Over the last year, the city focused more attention on the Bayside neighborhood, which is home to a multitude of social service groups, including the homeless shelters and soup kitchens. Last summer, the city directed more police attention to the area to deal with unruly behavior and made more of an effort to pick up litter, sweep the streets and rebuild sidewalks. It also has begun to rethink the way the city provides emergency food and shelter.

Given that the “midtown” project, including more than 400 apartments, has stalled and is possibly being revised again, residents in Bayside hope that the city’s effort to sell and redevelop the public works properties will go more smoothly, said Bayside Neighborhood Association President Steve Hirshon. He noted that after five years of planning for the midtown development, no shovel has hit the ground.

Hirshon suggested that residents are cautiously optimistic about the future.

“We understand there’s a lot of potential for development in the neighborhood, and obviously that’s exciting, but there’s the issue of: How do you maintain a neighborhood that managed to survive the fire of 1866?” Hirshon said, referring to the fire that destroyed a third of the city’s downtown area. “I think we’d like to maintain a semblance of what we have, and at the same time, welcome whatever new comes along.”

The estimated cost for relocating the Public Works Department is $15.5 million, with about $8.4 million already appropriated. On Monday, the City Council allocated $1 million from the recent sale of 3½ acres of land on Somerset Street to Federated Cos. for the midtown project toward upgrading facilities at Canco Road, leaving about $7 million in remaining costs.

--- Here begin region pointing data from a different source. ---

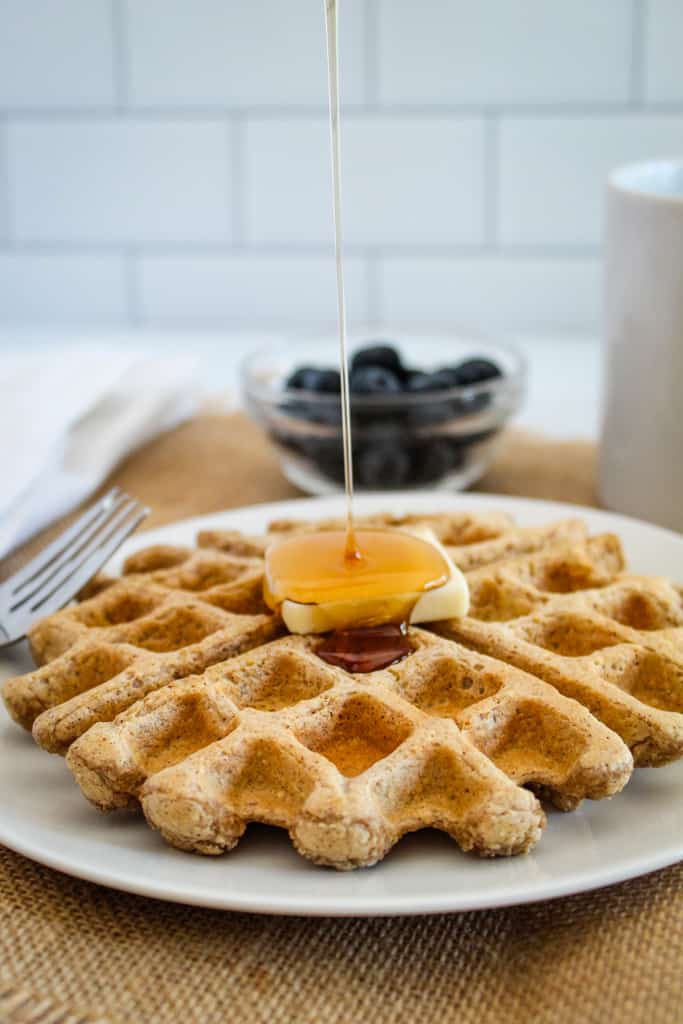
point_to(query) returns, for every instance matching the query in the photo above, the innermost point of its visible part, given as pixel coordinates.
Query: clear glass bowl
(431, 439)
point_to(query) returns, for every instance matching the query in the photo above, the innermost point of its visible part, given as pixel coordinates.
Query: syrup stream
(351, 552)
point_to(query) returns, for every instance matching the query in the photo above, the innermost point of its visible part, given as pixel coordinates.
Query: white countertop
(563, 397)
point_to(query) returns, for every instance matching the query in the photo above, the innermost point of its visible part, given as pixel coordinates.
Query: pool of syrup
(366, 649)
(317, 568)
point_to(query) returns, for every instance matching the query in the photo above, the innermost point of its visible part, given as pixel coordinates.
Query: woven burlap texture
(72, 952)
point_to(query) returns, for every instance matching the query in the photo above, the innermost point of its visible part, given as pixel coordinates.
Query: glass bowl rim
(508, 382)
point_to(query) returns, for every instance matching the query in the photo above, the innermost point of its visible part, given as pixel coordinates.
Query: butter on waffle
(101, 655)
(350, 763)
(611, 641)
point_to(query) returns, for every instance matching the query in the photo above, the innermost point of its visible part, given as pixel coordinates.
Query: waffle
(612, 641)
(172, 688)
(471, 540)
(155, 625)
(523, 726)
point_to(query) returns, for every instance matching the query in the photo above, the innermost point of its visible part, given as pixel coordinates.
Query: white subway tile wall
(168, 162)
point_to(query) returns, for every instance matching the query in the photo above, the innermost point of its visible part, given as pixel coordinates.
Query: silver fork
(56, 574)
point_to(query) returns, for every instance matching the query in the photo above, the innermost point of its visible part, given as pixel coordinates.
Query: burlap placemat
(72, 952)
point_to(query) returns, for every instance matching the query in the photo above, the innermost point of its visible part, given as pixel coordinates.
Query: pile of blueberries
(395, 444)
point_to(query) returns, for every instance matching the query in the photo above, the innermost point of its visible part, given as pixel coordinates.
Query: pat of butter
(451, 600)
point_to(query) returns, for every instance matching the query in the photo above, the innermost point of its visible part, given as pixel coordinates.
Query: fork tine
(72, 552)
(45, 557)
(99, 552)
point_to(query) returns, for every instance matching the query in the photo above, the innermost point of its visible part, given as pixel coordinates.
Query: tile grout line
(371, 53)
(373, 303)
(5, 232)
(238, 189)
(492, 179)
(120, 55)
(132, 283)
(189, 249)
(427, 112)
(638, 49)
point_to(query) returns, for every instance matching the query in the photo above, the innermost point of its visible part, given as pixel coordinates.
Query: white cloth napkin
(67, 419)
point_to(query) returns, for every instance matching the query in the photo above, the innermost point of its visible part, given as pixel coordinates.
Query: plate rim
(369, 905)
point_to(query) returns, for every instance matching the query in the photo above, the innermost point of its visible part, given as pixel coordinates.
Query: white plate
(43, 815)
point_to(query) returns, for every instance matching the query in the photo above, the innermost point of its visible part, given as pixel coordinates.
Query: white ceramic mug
(641, 455)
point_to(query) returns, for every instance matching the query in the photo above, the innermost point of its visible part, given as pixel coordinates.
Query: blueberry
(313, 379)
(475, 372)
(382, 466)
(378, 355)
(416, 380)
(374, 380)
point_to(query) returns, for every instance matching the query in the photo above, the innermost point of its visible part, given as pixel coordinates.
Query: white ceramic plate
(44, 816)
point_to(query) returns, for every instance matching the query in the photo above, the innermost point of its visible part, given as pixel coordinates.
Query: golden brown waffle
(145, 686)
(613, 642)
(470, 539)
(103, 654)
(350, 763)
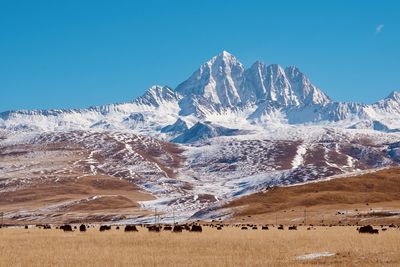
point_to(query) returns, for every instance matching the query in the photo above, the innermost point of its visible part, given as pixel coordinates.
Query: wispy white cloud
(379, 29)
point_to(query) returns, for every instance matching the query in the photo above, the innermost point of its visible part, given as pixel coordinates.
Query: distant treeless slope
(368, 198)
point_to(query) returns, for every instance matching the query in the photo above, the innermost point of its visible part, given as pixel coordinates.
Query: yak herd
(195, 227)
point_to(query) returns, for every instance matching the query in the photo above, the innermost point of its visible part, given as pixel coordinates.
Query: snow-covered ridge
(225, 93)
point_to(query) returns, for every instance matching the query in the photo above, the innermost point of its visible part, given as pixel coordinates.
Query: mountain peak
(395, 95)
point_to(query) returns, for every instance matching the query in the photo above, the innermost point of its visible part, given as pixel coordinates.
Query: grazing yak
(105, 228)
(177, 229)
(168, 228)
(130, 228)
(66, 228)
(153, 228)
(368, 229)
(196, 228)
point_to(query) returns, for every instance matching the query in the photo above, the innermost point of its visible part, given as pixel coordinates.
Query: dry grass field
(372, 198)
(228, 247)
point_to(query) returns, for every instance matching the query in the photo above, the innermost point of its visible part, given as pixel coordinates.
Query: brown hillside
(373, 197)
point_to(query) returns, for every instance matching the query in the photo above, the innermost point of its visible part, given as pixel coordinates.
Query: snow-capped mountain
(224, 92)
(237, 131)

Mitchell said most of the public works operations, except for its fleet services at 44 Hanover St., have been moved to Canco Road. Administrative offices at 55 Portland St. will remain for now, but that building may be put on the market at a later date.

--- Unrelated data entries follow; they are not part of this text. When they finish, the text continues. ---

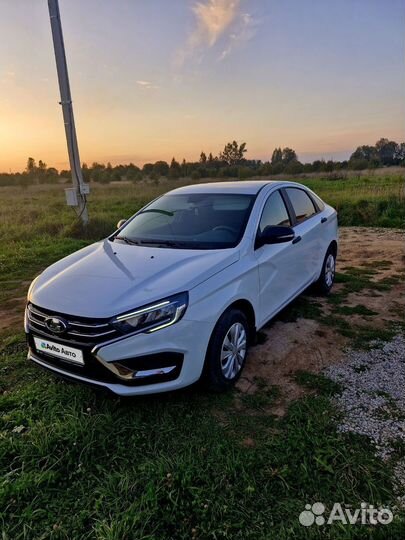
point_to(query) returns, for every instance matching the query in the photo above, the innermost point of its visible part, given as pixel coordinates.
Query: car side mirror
(275, 235)
(121, 223)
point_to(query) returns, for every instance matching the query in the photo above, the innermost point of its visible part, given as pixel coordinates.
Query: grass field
(80, 464)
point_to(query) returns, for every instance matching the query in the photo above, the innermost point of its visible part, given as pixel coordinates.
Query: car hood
(108, 278)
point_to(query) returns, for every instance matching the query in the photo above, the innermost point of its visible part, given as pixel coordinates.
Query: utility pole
(75, 196)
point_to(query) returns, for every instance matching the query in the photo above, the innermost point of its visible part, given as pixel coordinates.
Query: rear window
(302, 203)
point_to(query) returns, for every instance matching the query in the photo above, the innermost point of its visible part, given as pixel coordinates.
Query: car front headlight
(154, 316)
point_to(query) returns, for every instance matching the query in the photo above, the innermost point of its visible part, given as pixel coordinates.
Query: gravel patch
(373, 396)
(373, 400)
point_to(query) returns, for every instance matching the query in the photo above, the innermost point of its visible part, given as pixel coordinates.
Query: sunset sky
(161, 78)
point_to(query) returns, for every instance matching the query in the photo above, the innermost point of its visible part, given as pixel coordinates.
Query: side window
(302, 203)
(274, 213)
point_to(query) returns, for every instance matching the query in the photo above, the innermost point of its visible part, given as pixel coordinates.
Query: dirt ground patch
(313, 344)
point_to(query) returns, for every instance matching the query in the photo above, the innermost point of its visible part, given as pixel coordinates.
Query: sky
(161, 78)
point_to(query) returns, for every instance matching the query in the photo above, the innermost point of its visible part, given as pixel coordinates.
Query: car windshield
(190, 221)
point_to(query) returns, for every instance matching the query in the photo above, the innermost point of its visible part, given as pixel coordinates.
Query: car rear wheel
(227, 350)
(327, 277)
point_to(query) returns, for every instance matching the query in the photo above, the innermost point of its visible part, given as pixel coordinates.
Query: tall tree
(288, 155)
(31, 165)
(386, 151)
(233, 153)
(277, 156)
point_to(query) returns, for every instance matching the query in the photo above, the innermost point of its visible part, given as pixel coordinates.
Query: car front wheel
(327, 277)
(227, 350)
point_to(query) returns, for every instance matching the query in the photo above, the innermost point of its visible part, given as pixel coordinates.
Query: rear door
(305, 214)
(280, 275)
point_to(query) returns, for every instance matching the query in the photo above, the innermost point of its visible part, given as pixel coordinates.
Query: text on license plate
(61, 351)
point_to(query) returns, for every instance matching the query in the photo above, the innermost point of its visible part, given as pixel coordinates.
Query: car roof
(249, 187)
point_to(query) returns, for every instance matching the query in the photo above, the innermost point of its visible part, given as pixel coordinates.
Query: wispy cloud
(148, 85)
(218, 20)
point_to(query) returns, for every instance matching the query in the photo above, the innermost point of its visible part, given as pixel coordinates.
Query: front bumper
(166, 360)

Moving fleet services would require a new building at Canco Road, so that would not occur until funding is secured, either through a bond or using revenue from the sale of the land, or a combination.

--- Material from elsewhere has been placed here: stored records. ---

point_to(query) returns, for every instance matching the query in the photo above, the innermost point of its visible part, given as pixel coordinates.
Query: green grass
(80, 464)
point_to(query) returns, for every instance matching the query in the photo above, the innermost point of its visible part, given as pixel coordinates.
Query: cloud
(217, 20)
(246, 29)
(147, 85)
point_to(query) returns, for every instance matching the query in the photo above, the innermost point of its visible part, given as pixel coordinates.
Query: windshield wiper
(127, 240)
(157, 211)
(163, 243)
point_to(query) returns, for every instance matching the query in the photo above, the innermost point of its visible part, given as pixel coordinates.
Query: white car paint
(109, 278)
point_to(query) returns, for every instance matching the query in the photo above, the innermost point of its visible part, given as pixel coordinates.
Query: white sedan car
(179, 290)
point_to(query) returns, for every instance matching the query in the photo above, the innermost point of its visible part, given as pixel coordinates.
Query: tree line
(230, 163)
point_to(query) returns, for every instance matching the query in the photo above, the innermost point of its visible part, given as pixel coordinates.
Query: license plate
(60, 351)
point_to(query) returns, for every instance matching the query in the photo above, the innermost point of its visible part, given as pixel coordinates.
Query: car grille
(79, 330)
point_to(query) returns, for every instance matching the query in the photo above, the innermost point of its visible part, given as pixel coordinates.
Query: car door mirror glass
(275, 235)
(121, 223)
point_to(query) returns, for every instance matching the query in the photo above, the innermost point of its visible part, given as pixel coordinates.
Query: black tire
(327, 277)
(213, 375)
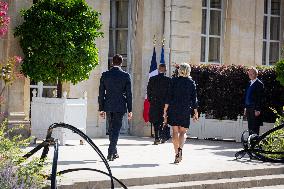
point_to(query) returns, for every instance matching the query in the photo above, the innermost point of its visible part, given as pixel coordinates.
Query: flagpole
(170, 40)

The city expects to open bids from potential real estate brokers Tuesday, Mitchell said. “I would expect we would make decisions quickly in hiring a broker,” he said.

The city is looking to immediately list four properties and may list an additional three properties, all of which are scattered throughout the area generally bordered by Portland, Alder and Kennebec streets and Forest Avenue, according to a request for proposals for commercial real state brokers. The properties to be listed are 56 Parris St.; 82 Hanover St.-158 Kennebec St.; 65 Hanover St.-52 Alder St.; and 44 Hanover St.

The properties are split between two business zones, which in some cases allow for 105-foot-tall buildings. Two parcels – a nearly 1.3-acre site at 82 Hanover St. and a nearly 1-acre site at 44 Hanover St. – could potentially be combined, according to the RFP, which also contemplates extending Somerset Street to Hanover Street and realigning Kennebec Street to Forest Avenue. Other properties, namely 55 Portland St., 178 Kennebec St., and 181 Forest Ave., may also be put up for sale.

Mitchell said he suspects that existing brick buildings could be renovated and incorporated into any new development plan, while open lots and a metal shed at 44 Hanover St., which houses fleet services, could be remade from scratch.

Mitchell declined to say how much he believed the city could get for the property, other than to say it could be a “significant” amount.

He said the real estate market is strong, the property is close to downtown, and there is already development going on in Bayside, including the new Chipotle and Bangor Savings Bank locations on Marginal Way, the expansion of Bayside Bowl on Alder Street and the conversion of the Schlotterbeck & Foss building on Portland Street into market-rate housing consisting of a mix of 56 studio and one-bedroom apartments.

“I feel there is a very high level of interest,” Mitchell said. “We’re continuing to see development in Bayside and we’re in the center of that.”